Knowledge is Power...Hey, Is That a Rocketship?
Hello! I hope everyone who celebrates Christmas had a great one! We're now in that weird, wonderful limbo between Christmas and New Year's, where a lot of people are taking time off and it's like a little vacation. I'm spending way too much time in front of screens, either on Facebook or Pinterest, or watching exquisitely bad sci-fi on Pluto TV. Yay, holidays!
I like to imagine what our ancient forebears would have thought of our world.
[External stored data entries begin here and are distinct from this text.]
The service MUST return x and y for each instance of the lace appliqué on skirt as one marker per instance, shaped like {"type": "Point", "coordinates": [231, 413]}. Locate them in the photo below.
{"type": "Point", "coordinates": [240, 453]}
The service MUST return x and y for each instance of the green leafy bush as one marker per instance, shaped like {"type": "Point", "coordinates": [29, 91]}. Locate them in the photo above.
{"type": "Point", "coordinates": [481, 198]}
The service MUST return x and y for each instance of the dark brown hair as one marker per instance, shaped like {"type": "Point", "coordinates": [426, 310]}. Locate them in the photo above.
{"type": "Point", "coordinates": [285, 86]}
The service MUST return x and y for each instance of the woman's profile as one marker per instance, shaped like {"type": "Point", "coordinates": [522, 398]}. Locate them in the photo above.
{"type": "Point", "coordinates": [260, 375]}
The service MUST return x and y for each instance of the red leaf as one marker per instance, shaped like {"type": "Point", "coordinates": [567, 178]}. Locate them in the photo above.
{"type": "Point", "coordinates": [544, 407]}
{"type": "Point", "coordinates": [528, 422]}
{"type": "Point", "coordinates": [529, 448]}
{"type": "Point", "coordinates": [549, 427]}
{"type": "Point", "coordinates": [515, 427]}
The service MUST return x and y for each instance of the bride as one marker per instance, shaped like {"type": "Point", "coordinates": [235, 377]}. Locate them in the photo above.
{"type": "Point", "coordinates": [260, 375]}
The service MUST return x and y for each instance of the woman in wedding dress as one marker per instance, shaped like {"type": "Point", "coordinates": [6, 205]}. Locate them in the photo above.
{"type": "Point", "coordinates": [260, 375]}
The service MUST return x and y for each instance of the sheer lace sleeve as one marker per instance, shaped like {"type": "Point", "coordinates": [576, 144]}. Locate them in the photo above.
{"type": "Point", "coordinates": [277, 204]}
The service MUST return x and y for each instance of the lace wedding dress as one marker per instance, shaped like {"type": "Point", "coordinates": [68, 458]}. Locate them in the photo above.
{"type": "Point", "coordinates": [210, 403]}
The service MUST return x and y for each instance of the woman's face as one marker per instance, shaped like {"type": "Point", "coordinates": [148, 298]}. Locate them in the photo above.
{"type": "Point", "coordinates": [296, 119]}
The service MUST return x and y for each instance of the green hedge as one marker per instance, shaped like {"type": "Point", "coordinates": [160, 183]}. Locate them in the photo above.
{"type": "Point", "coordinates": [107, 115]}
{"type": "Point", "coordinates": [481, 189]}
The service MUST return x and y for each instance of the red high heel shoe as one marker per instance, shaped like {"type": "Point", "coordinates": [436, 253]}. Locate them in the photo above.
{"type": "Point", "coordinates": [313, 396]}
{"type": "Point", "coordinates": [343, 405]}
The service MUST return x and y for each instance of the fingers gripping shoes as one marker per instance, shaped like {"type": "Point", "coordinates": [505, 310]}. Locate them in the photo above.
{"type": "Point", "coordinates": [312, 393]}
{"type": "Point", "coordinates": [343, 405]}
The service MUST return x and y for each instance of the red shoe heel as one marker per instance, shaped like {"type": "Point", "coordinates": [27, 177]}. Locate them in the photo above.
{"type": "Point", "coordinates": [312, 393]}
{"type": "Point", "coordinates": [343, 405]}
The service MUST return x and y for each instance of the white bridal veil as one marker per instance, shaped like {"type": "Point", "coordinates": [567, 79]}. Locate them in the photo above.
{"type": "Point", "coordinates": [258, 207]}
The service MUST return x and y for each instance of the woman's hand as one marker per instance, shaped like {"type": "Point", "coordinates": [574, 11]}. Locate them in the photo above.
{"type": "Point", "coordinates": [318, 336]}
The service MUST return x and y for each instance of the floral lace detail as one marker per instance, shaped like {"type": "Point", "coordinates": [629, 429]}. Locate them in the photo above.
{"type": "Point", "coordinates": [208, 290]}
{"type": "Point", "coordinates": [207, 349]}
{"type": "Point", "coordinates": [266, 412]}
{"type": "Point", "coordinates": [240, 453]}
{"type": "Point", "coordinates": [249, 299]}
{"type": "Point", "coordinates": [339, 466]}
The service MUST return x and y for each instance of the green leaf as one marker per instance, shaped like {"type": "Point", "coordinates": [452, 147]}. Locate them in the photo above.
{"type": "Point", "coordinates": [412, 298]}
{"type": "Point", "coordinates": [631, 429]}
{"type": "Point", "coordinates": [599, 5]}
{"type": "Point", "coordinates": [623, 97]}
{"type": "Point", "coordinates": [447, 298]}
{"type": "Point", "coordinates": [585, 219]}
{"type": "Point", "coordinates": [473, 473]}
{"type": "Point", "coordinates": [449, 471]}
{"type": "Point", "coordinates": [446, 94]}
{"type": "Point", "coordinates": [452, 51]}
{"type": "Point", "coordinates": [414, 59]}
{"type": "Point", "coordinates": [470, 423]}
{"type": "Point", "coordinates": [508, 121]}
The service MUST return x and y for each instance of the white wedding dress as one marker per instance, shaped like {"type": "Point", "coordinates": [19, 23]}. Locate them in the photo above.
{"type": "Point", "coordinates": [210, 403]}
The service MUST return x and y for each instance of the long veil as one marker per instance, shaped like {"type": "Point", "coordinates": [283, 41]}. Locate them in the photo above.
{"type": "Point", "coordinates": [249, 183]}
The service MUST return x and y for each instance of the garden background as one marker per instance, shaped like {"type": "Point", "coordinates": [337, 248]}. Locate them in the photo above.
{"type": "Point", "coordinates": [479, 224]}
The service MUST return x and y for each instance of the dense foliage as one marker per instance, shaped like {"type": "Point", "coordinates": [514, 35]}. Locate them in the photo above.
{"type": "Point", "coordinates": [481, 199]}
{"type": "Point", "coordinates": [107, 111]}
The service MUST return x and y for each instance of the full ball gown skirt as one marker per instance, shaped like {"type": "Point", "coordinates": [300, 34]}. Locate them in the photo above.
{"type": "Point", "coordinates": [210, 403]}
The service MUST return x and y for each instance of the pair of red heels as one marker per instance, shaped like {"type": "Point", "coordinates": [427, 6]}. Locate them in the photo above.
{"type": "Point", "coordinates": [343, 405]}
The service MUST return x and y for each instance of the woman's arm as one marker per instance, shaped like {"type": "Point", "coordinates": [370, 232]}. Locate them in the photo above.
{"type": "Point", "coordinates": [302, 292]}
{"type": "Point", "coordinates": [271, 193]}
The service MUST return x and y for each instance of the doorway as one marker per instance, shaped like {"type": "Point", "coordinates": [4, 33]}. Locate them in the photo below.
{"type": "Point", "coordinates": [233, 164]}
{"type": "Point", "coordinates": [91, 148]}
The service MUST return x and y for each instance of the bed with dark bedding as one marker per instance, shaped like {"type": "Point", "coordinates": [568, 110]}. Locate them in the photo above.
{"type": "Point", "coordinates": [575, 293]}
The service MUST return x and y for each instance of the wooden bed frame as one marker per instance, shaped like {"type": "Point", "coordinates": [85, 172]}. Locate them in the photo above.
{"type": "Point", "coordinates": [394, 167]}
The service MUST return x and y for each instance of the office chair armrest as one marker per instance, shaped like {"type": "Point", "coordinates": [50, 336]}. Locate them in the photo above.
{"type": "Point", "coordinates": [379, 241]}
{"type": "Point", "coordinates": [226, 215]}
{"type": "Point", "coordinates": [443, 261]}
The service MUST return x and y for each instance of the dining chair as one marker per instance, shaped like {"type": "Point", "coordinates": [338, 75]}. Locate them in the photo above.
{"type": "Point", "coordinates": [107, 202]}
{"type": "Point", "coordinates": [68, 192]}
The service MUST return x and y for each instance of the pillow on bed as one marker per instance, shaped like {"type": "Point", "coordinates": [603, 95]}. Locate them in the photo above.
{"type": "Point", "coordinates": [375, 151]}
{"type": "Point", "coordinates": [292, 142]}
In theirs, way back in history, if they wanted knowledge, they had to find someone who could read and hope that person didn't have an agenda.
Or if they could read themselves, they'd have to scour the land for scrolls or books and pay money that could be better spent on turnips or baby chickens or whatever they had to eat back then.
In more modern times (even unto mine own), you'd have to schlep to the library - which required GOING OUTSIDE, mind you - or consult the immediately-obsolete set of encyclopedias your parents bought for you in hopes it would help get you into a good college. (Sorry about the art school thing, folks!)
We really do live in an age of marvels. Something that fits in your hand can call up the entire knowledge of humankind up to this point, in an instant.
From ancient mathematical principals to historical battles to who the winning pitcher was in the 1947 World Series (Joe Page of the Yankees, as it turns out), you and I now have the power that kings, emperors, scholars and alchemists would have turned the world upside-down to possess.
But "Journey to the Seventh Planet"* is on, so...
(Whatever, Pythagoras...you're not my supervisor.)
So speaking of forebears, today we have a new genealogy article up, called "In the Footsteps of my Ancestors - Samos". It's the story of my amazing maternal grandmother and her journey to the US, as well as my own journey back to her island. It's the last article of 2019, so go and enjoy!
* Gloriously awful Danish sci-fi from 1962 that involves astronauts exploring Uranus (stop it!) and finding beautiful imaginary women in dirndls (???) and peignoirs, and a giant evil brain with one eyeball that lives in a cave. The best parts of this movie were the beehive hairdos and the impressive negligee budget.